Applying My Beliefs to the Classroom
Now, how will my ethical beliefs apply to my future classroom? These ethical beliefs are what shapes who I am, what develops my character, and what I believe to be the best conduct for myself. As part of the Christian ethic of care, I am required to engage in habits of moral and ethical integrity. I am expected to demonstrate equality in interactions with my students and to portray a nurturing and caring attitude towards them (Shotsberger, 2018). I can apply non-consequentialism to my classroom by treating my students with equal respect, no matter who they are. As a future educator, my goal is to foster appropriate moral actions in my students. One way I can do that is by making it “both possible and desirable for students to be good” (Noddings, 2002, p. 85). I will consistently be surrounded by the children; they will see how I act toward them and will learn how to interact with their peers by how I interact with them. It is crucial for me to act ethically towards them.
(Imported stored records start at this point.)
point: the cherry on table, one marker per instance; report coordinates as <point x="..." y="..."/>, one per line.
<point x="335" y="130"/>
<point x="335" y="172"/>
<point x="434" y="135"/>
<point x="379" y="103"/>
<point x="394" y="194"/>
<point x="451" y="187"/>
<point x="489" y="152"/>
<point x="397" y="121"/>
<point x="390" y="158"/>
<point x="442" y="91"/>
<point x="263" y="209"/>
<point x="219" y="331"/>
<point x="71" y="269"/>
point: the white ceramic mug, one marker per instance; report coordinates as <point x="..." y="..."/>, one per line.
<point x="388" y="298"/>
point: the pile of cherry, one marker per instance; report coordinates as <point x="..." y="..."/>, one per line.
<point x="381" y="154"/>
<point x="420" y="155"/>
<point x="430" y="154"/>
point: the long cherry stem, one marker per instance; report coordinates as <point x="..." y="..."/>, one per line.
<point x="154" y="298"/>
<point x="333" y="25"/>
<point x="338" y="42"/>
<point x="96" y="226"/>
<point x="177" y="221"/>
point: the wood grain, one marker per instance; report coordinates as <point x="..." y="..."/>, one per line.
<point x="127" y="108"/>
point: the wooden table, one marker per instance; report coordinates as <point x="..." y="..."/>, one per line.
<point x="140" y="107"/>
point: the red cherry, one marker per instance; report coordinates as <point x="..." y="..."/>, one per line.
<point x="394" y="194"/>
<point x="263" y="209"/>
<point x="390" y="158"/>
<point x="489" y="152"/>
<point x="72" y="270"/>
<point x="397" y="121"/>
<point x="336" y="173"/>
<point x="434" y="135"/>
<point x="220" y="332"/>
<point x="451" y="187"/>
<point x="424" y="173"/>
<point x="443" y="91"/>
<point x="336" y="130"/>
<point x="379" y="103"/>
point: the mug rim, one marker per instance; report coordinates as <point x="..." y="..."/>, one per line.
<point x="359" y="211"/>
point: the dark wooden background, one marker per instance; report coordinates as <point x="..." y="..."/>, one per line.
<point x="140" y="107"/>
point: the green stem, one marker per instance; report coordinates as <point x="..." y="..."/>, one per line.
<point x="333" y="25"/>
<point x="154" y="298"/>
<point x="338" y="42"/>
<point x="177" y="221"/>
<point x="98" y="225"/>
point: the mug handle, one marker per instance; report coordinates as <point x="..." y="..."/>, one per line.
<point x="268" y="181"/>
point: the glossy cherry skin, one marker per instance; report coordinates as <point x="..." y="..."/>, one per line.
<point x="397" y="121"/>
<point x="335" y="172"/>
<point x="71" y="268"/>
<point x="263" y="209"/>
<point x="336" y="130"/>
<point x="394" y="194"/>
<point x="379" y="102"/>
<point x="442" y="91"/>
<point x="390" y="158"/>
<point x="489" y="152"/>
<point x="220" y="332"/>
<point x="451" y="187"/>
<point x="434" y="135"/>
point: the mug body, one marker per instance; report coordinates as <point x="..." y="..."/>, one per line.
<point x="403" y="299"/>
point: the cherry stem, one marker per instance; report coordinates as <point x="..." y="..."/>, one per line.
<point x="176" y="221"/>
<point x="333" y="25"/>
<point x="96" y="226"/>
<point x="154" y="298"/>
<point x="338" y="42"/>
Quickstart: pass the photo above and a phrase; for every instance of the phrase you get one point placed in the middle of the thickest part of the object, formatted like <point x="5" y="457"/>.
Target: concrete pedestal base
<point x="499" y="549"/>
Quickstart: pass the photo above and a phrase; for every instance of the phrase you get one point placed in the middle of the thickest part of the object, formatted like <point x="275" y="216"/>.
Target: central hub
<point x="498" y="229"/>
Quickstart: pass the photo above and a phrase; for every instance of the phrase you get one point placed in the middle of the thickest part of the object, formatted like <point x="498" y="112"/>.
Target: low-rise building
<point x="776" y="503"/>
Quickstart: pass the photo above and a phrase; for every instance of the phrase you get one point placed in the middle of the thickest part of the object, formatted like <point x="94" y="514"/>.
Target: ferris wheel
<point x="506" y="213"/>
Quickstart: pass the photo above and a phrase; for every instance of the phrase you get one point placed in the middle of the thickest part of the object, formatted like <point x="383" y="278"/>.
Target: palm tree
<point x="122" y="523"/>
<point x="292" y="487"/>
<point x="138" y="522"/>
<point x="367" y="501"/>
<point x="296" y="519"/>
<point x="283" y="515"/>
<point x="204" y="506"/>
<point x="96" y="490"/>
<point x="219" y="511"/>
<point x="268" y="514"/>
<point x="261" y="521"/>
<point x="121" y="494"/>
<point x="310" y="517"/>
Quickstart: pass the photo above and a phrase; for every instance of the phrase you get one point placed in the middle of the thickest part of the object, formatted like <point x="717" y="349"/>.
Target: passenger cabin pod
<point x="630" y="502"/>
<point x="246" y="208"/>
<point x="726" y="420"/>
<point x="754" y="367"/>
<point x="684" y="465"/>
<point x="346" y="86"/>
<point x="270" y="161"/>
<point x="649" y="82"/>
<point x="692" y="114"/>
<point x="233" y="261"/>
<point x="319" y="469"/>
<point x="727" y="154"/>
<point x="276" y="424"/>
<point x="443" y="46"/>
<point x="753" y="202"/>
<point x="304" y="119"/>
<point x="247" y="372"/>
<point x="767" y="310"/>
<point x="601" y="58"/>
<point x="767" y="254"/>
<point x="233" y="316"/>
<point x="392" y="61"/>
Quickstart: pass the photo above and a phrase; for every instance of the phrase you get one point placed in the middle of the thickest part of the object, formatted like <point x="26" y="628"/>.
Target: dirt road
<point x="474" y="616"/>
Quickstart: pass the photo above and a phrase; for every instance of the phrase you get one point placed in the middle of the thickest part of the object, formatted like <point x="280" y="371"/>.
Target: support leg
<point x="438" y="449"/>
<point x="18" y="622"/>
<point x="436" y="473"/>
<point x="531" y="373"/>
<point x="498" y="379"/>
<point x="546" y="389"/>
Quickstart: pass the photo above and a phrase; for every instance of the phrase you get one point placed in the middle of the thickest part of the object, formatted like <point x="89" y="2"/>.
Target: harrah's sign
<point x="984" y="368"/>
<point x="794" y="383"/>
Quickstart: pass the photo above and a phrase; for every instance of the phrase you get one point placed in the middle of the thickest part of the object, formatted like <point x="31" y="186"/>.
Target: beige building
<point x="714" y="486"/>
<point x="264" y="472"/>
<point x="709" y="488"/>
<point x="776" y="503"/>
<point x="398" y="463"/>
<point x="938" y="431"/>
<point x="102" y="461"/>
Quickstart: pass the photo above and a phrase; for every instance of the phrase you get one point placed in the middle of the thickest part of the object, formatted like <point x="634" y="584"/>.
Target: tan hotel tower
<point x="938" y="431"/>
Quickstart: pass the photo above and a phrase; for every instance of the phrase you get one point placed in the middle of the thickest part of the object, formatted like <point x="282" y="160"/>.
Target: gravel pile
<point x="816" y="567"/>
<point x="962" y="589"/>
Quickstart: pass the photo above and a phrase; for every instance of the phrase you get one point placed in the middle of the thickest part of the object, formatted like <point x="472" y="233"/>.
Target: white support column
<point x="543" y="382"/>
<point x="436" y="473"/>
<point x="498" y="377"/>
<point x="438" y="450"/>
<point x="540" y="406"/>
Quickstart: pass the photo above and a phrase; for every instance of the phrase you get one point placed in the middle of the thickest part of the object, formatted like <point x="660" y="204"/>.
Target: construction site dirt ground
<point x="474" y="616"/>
Even though I cannot speak about God or share my faith in my classroom, my actions will testify to these children what it means to be cared for. They will learn how to care for others. Noddings said, “we are partly responsible for the behavior of others whose lives we affect” (p. 9). She also stated that “we are partly accountable for the moral development of each person we encounter” (p. 9). To show an ethical caring towards my students, I have to be motivated by the feelings I have for them. It is essential that children have good models of moral behavior and be instructed on how to be good moral agents when they grow up (Noddings, 2002). It is also important for me to form strong relationships with my students in the classroom. Noddings said that according to Aristotle, friendship is “central in moral life” (p. 97). So it is important for me to form friendships with the children.
Ethical egoism will not be applied to my future classroom even though sometimes I may be tempted to act in manners that satisfy my personal interest. As a future educator, I should promote the interests of others and not just my own personal interest. The reason for that is because I care about my own interest and therefore, the interest of others should matter to me. I cannot care for my students if I am blinded by my selfish desires. If I do what benefits me every time, my students are not going to learn how to care for others. I should learn to care about others’ needs.